Katip Çelebi Üniversitesi’ne tahsisinin iptal edildiğini açıkladı.

Vali Köşger müjdeleri art arda sıraladı…

“Tahsisi iptal ettik, Vali Konağı’nı üniversiteden geri aldık, restorasyonunu en geç bir 1.5 yıl içerisinde tamamlayacağız ve tekrar Vali Konağı olarak kullanacağız.”

***

Konuyu şüphesiz bilenler ve bilmeyenler var.

İzmir’in simge yapılarından İzmir Vali Konağı…

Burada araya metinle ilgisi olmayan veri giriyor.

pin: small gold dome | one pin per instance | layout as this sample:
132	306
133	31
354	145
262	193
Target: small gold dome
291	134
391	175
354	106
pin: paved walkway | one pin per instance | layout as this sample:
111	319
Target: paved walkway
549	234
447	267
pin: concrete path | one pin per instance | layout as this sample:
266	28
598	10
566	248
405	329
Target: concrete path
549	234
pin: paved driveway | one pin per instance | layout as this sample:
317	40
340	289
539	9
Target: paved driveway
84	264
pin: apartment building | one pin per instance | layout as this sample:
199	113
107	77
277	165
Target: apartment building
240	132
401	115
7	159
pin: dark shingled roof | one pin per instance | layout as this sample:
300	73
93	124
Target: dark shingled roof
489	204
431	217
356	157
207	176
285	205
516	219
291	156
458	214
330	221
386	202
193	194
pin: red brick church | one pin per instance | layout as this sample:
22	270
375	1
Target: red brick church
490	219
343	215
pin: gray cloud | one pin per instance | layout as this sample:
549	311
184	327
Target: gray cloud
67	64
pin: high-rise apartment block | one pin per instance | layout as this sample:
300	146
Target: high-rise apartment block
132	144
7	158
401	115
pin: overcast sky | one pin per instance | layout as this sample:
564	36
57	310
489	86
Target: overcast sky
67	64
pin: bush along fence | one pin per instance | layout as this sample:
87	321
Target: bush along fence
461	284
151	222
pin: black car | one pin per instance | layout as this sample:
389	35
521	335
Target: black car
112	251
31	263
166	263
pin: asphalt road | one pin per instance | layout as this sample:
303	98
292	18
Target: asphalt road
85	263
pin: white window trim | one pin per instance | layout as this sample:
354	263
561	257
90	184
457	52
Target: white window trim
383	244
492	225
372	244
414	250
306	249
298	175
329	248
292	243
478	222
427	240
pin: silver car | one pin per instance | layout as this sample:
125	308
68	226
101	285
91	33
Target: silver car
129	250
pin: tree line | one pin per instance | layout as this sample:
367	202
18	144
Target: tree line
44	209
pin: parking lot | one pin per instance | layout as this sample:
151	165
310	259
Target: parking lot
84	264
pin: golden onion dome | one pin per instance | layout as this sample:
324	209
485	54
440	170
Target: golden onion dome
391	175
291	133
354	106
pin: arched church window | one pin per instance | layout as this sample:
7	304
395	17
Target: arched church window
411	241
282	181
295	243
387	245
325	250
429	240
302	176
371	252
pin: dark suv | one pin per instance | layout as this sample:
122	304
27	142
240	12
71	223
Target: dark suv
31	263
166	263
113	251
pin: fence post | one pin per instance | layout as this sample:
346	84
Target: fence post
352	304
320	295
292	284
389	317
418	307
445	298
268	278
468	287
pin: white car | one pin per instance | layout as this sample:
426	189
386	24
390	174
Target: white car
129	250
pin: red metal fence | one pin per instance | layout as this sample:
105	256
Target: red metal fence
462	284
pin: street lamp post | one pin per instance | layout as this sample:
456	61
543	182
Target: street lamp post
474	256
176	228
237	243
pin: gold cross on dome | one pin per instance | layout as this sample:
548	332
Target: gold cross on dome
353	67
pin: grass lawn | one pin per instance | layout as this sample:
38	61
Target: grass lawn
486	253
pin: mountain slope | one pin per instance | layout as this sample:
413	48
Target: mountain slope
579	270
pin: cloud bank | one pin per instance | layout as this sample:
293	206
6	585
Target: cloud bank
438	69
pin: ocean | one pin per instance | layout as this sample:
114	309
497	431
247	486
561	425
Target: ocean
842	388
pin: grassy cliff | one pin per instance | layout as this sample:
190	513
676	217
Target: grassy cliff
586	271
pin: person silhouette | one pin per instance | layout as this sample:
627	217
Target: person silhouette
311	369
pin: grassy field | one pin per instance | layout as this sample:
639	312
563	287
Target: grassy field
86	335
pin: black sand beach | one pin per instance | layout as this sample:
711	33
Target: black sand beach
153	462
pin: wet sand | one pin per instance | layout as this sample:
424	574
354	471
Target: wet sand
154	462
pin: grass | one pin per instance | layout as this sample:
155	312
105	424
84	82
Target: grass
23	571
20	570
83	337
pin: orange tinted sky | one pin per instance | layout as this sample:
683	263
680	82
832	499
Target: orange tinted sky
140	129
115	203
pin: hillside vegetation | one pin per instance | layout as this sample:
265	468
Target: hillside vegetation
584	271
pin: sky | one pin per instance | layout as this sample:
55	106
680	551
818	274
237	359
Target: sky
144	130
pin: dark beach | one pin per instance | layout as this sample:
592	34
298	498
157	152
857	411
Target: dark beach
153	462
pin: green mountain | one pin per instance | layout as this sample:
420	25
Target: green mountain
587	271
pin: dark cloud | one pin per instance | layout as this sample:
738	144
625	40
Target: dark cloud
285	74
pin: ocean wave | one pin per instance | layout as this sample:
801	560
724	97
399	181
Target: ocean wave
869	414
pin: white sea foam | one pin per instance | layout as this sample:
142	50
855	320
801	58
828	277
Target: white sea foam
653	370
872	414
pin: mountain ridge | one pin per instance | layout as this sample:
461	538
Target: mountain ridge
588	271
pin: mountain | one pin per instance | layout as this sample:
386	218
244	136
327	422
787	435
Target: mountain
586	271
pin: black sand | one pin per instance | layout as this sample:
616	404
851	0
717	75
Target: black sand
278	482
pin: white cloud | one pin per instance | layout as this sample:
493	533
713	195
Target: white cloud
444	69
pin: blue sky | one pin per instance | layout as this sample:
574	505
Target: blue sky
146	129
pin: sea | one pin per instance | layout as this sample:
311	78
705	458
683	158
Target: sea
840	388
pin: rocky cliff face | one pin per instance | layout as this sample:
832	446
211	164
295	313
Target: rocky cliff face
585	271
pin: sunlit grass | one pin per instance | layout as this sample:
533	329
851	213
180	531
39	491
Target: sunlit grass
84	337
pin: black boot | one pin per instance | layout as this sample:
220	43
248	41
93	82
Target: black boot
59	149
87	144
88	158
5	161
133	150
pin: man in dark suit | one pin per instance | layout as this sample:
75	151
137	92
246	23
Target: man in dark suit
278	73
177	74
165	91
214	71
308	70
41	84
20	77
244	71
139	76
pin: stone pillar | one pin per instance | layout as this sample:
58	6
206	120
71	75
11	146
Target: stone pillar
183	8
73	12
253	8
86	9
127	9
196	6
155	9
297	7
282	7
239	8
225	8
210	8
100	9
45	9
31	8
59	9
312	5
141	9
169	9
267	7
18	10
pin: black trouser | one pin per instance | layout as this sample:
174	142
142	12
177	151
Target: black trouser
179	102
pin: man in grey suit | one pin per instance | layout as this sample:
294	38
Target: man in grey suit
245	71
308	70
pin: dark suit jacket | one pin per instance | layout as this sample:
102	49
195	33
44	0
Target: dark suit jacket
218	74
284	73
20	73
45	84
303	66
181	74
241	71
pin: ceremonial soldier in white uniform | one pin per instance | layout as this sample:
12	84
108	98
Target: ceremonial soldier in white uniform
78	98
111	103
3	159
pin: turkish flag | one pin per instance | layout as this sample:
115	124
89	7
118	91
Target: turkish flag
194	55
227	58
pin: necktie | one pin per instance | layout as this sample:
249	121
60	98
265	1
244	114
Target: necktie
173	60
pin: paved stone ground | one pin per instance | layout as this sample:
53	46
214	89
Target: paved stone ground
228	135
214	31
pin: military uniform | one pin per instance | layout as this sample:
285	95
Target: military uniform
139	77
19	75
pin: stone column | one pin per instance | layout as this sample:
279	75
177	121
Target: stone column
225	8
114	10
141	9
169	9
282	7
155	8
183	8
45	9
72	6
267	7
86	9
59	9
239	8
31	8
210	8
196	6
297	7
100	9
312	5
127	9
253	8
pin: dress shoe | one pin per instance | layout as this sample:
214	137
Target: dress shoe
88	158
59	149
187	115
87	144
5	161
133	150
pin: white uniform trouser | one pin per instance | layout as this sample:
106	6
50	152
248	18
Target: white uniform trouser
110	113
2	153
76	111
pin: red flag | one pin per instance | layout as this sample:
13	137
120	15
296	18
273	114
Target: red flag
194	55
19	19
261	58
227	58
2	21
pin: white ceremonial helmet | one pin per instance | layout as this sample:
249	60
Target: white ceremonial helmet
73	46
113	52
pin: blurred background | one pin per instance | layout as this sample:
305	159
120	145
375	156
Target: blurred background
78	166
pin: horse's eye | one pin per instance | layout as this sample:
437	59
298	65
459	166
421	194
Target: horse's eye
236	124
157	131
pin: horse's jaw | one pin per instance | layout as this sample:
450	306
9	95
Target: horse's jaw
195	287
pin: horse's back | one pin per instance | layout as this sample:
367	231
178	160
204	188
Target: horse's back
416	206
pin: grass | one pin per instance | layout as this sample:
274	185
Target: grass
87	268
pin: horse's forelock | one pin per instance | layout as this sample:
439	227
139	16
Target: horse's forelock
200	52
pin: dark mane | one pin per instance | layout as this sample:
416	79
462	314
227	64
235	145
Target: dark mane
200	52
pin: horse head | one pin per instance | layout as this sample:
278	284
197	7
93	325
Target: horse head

Konut işlevini görecek altyapıyı yitirdiği, restorasyona ihtiyaç duyduğu gerekçesiyle…

Neden bilmiyoruz…

2017 yılında “rektörlük müştemilatı” olarak Katip Çelebi Üniversitesi’ne tahsis edilmişti.

Geçen 5 koca yıl içinde güzelim tarihi yapı “müştemilat” olmak bir yana…

Rezil oldu.

Yüzlerce çalışanı olan Katip Çelebi Üniversitesi…

Konağın kapısına bir adet güvenlik görevlisi bile koymadığı gibi…

Konak kapısı bacası açık bırakılarak anlaşılmaz şekilde kaderine terk edildiği için…

Hırsızların, tinercilerin arka bahçesine dönüp…

Herkesin gözü önünde…

Acımasızca, vahşice talan edildi.

***

Son bir yıldır konu basın aracılığıyla tekrar tekrar gündeme geldi.

İzmir Vali Konağı’nda yaşanan rezalet haberlere, köşe yazılarına konu oldu.

Hırsızların, tinercilerin talanına evlerinden defalarca tanık Göztepeli semt sakinleri…

Defalarca şikayette bulundu.

İzmirliler Vali Konağı’nda yaşanan talan konusunda büyük hassasiyet gösterdi.

Konuyu dikkatle takip eden kuruluşlardan biri de Ege’de Sonsöz oldu.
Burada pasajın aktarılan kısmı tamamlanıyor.